In the next sections, we show what a user workflow on a simple example may be, and how the different reporting tools can help the user untangle the effects of obfuscations and their relative ordering.

A simple running example

We start from the code below, in which the user wants to:

  • encrypt and sign the global variables to ensure confidentiality and integrity.
  • sign and verify the code to ensure these global variables are the ones used in the code during its execution.
static const float Gx[] = {1.f, 2.f, 4.f, 5.f};

static const float Gy[] = {2.4f, 2.1f, 4.8f, 5.9f};

void foo(float* Vec, size_t N)
{
  for (size_t I = 0; I < N; ++I) {
    for (size_t J = 0; J < 4; ++J) {
      Vec[I] *= Gx[J];
      Vec[I] += Gy[J];
    }
  }
}

Global data protection

Epona provides the GlobalArrayEncryption pass which applies an encryption function to global arrays initial values. The arrays are decrypted at runtime. The GlobalArrayIntegrity pass computes checksums of global arrays and checks them at runtime.

Within Epona, pragmas requesting global obfuscations over the current compilation unit are interpreted from bottom to top.
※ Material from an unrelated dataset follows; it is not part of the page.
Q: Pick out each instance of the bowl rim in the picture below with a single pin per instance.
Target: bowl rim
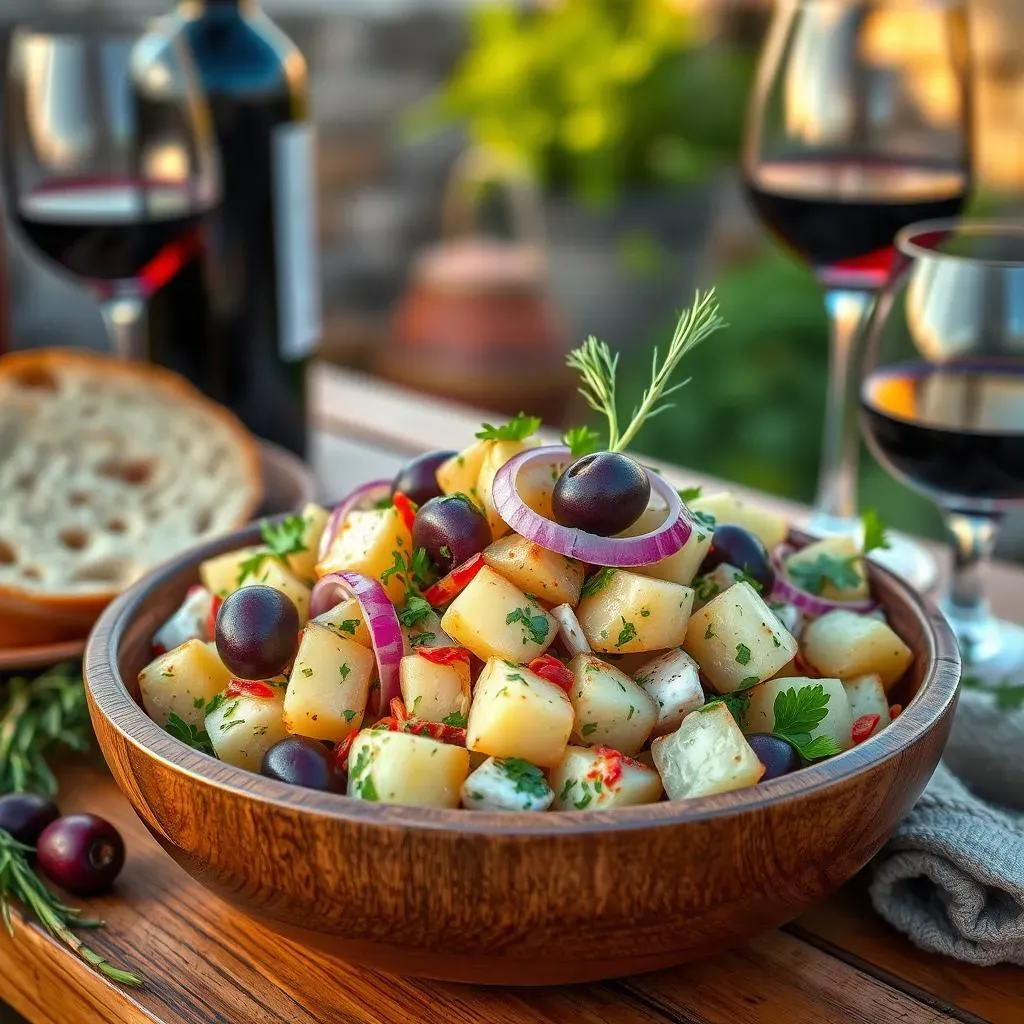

So, if we want to encrypt the global variables Gx and Gy, and then sign them, we need to add the following annotations at the beginning of the code:

#pragma epona global obfuscate GlobalArrayIntegrity(filter="Gx|Gy")
#pragma epona global obfuscate GlobalArrayEncryption(filter="Gx|Gy")

Now we have our scheme, let's verify with the Epona Report tool that everything ran as expected. The following Python script can be used to verify whether the global variables Gx and Gy have actually been obfuscated as expected in the generated LLVM IR:

from epona import check
check.global_encrypted("Gx|Gy")
check.global_integrity_check("Gx|Gy")

It is triggered by the following commands, where the first one generates the binary and the second one performs the checks:

epona -mllvm --report-output-dir=${work_dir}/report-dir example.c
epona-report ${work_dir}/report-dir --source=example.cpp --verify=../verify_script.py

The issued report tells us that nothing has been encrypted and that no integrity checks have been added. Here, we need to understand why it doesn't work as expected in order to fix the problem. Having a look at the Remarks [1] emitted through LLVM by the obfuscations may give us an idea about what happened. Sadly, the Remarks tell us that nothing happened when the optimization level is at least O2, which suggests that LLVM optimizations perform modifications that hinder the obfuscations.

Indeed, the next series of events happened under the hood:

  1. the code is first optimized thanks to LLVM's optimizations;
  2. obfuscations are applied;
  3. a subset of LLVM's optimizations is re-applied.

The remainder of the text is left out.